Dernier jour

 

 

Le Destin, poursuivant sa course vagabonde,

Lance au hasard sa faulx qui me courbe à mon tour.

Je voudrais vivre encor, car ma coupe, en ce monde,

Déborda moins de fiel que de perles d’amour.

 

Faut-il me repentir ? Faut-il que je m’accuse

D’avoir livré mon âme aux chocs tumultueux ?

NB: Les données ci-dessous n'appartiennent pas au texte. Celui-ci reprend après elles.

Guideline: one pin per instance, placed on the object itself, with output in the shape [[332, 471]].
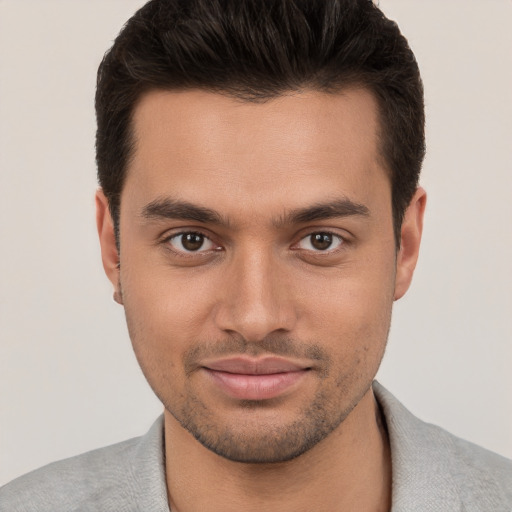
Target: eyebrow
[[322, 211], [168, 208]]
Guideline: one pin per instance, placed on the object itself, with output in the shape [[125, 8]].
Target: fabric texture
[[433, 471]]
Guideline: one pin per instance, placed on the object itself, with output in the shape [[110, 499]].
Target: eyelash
[[342, 241]]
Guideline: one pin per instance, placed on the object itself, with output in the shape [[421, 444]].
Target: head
[[216, 46], [259, 210]]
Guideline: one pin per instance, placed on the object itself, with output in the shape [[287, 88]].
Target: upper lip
[[260, 366]]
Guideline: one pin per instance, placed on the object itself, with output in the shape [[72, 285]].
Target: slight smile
[[255, 379]]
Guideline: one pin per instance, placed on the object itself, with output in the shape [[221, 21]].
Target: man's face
[[257, 264]]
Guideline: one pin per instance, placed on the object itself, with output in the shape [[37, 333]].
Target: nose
[[256, 299]]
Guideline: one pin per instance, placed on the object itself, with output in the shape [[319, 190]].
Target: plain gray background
[[68, 379]]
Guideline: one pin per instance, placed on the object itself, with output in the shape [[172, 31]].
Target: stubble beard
[[263, 443]]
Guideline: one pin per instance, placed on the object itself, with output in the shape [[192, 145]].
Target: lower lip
[[256, 387]]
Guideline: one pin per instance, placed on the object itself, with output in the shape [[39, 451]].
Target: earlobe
[[109, 252], [411, 230]]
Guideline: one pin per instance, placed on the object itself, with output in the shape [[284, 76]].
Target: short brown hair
[[256, 50]]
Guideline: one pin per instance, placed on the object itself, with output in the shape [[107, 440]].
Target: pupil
[[192, 241], [321, 241]]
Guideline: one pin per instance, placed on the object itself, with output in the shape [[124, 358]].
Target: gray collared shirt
[[432, 471]]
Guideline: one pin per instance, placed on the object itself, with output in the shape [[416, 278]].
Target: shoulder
[[107, 479], [430, 464], [71, 483]]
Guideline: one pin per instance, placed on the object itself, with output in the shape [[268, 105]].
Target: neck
[[349, 470]]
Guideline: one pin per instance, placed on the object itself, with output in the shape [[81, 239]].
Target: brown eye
[[320, 241], [191, 242]]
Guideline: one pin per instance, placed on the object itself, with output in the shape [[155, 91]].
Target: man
[[259, 213]]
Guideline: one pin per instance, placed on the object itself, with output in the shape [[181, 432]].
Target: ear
[[412, 227], [109, 253]]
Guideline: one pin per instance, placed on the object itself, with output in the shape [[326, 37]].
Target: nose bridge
[[255, 302]]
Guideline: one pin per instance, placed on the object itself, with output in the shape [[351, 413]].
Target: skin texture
[[256, 285]]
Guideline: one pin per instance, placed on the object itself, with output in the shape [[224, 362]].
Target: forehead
[[294, 148]]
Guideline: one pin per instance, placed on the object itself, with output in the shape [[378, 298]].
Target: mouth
[[256, 379]]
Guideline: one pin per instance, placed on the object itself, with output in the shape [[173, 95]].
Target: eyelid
[[169, 236], [343, 241]]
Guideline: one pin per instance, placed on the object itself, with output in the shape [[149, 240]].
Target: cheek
[[352, 312]]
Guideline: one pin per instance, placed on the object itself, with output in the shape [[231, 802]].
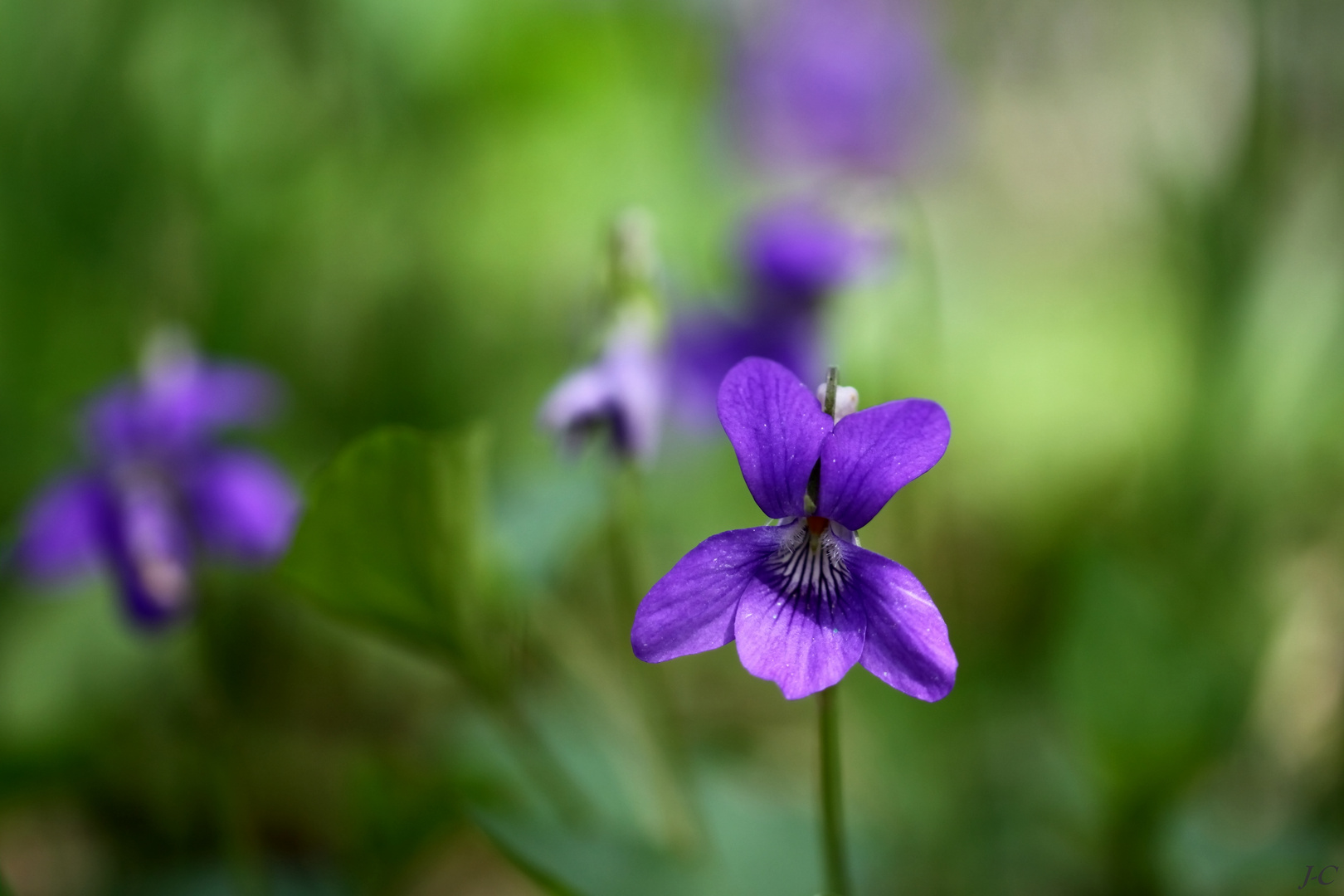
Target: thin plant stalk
[[828, 751], [832, 813]]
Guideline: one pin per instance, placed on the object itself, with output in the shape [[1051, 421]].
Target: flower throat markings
[[808, 566]]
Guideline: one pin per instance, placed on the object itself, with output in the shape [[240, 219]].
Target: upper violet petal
[[60, 533], [691, 609], [874, 453], [802, 649], [242, 505], [908, 640], [777, 427]]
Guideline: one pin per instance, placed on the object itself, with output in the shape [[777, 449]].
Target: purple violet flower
[[836, 85], [802, 601], [621, 392], [158, 490], [795, 257]]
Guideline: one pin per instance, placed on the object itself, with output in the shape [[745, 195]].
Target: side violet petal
[[873, 455], [800, 648], [908, 642], [691, 609], [777, 429], [244, 507], [60, 533]]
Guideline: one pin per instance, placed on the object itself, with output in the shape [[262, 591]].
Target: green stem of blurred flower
[[832, 820]]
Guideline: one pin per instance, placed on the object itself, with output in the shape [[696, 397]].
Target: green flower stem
[[832, 820]]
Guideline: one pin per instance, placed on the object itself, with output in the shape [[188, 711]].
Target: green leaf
[[390, 543]]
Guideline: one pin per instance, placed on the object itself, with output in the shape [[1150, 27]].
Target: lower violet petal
[[908, 640], [801, 638], [60, 531], [691, 609]]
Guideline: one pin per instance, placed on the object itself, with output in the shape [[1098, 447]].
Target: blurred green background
[[1122, 277]]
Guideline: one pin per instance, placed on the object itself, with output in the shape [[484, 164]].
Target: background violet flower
[[836, 85], [158, 490], [802, 601], [795, 257], [621, 392]]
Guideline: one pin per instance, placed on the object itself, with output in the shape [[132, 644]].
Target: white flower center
[[808, 566]]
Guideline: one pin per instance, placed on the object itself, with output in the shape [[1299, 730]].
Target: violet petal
[[801, 648], [908, 640], [691, 609], [777, 429], [244, 507], [60, 533], [874, 453]]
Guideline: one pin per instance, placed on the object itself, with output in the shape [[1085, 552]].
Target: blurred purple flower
[[796, 257], [621, 394], [836, 85], [802, 601], [158, 490]]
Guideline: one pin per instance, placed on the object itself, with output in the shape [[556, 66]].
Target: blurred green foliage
[[1122, 280]]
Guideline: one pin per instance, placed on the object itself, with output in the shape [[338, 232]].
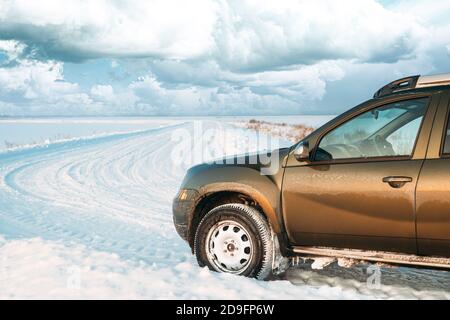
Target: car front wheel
[[235, 238]]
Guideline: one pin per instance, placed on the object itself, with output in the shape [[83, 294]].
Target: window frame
[[379, 158], [442, 154]]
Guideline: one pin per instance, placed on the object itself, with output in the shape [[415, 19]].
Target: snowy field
[[85, 212]]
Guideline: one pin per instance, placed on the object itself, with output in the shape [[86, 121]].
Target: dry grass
[[290, 132]]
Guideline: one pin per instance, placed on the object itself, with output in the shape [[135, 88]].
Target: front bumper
[[183, 209]]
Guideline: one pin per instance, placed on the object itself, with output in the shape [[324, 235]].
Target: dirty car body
[[374, 179]]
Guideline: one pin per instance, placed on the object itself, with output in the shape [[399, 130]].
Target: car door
[[433, 189], [358, 189]]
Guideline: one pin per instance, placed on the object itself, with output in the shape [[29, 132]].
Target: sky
[[205, 57]]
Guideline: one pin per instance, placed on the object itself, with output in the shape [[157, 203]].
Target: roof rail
[[414, 82]]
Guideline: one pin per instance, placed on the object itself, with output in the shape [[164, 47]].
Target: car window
[[447, 138], [387, 131]]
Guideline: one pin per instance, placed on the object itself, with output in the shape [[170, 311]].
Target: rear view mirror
[[301, 152]]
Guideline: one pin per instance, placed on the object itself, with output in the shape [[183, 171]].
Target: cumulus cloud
[[241, 35], [75, 30], [213, 56]]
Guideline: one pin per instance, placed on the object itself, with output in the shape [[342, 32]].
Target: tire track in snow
[[112, 195]]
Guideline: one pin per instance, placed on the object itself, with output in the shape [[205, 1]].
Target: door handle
[[397, 182]]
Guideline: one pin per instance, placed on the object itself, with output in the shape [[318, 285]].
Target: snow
[[91, 218]]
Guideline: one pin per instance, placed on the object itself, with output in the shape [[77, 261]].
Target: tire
[[235, 238]]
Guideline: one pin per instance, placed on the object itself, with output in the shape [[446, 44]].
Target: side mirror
[[301, 152]]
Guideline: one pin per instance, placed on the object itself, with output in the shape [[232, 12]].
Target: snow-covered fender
[[251, 175]]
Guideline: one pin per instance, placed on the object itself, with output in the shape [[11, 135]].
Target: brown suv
[[372, 184]]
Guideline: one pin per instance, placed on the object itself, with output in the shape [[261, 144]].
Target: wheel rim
[[229, 247]]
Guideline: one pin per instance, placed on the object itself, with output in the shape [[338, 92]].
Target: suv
[[372, 184]]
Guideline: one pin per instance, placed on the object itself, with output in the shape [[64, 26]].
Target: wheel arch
[[222, 193]]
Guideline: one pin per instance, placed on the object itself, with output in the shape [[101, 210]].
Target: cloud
[[75, 30], [211, 57], [240, 35], [34, 80], [255, 35]]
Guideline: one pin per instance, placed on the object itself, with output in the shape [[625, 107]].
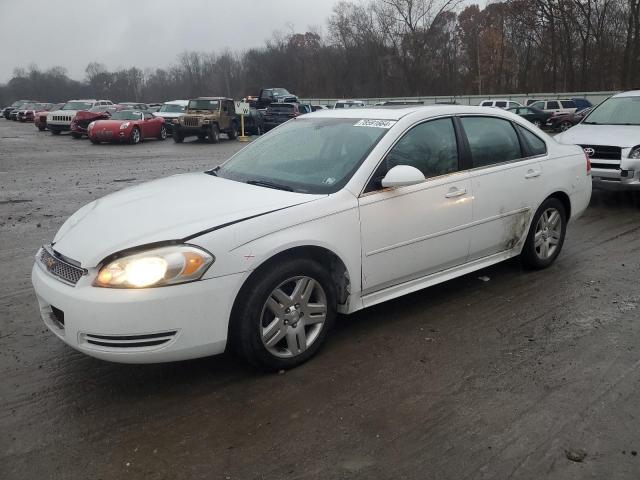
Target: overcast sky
[[142, 33]]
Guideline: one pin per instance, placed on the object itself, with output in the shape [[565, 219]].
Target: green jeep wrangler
[[207, 117]]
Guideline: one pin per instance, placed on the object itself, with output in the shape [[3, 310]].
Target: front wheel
[[135, 136], [283, 316], [546, 235], [214, 134]]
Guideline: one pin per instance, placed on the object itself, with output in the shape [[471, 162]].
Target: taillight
[[588, 163]]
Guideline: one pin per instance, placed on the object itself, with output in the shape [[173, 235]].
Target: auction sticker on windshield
[[375, 123]]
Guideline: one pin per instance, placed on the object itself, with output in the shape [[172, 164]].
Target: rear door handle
[[455, 192]]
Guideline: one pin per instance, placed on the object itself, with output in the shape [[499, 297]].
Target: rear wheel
[[546, 235], [163, 133], [283, 316], [177, 136], [135, 136], [564, 126], [233, 133], [214, 134]]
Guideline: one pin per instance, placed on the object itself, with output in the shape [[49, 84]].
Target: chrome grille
[[60, 269], [191, 121]]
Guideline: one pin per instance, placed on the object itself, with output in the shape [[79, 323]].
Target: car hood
[[171, 208], [112, 123], [168, 114], [624, 136]]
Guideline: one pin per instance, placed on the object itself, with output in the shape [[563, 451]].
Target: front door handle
[[455, 192]]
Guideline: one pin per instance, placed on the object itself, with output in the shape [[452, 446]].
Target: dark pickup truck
[[274, 95]]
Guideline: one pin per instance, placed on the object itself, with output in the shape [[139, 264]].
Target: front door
[[413, 231]]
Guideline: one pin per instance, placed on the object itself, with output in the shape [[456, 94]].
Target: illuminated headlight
[[155, 268]]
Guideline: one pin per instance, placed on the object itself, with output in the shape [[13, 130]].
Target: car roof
[[397, 113], [630, 93]]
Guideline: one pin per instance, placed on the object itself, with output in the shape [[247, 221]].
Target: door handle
[[455, 192]]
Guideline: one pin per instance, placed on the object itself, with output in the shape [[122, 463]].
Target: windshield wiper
[[277, 186], [213, 171]]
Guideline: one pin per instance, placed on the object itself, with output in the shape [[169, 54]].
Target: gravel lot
[[472, 379]]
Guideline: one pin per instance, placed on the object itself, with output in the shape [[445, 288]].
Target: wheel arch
[[337, 268]]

Plus vite bat le cœur, plus son rouage s’use,

Et j’ai brisé du mien l’essor impétueux.

 

Dans mon âme qui fuit, que tout se rassérène :

Si j’ai beaucoup aimé, je n’ai point de remords ;

Cependant, sur le seuil d’une vie incertaine,

Je tremble, car je sais que Dieu juge les morts.

 

Adieu, rêves chéris, adieu, douces années

Qui fîtes resplendir la folle illusion !

Déjà sur mon chemin les fleurs se sont fanées :

Je n’ai plus à cueillir que la déception.

 

Seigneur, vous qui saviez, en m’imposant une âme,

Que sa vive étincelle allait me consumer,

Soyez, soyez clément ! Donnez-moi votre flamme,

Et rendez mes yeux purs avant de les fermer !

 

 

 

Adèle CHALENDARD.

 

Paru dans L’Année des poètes en 1890.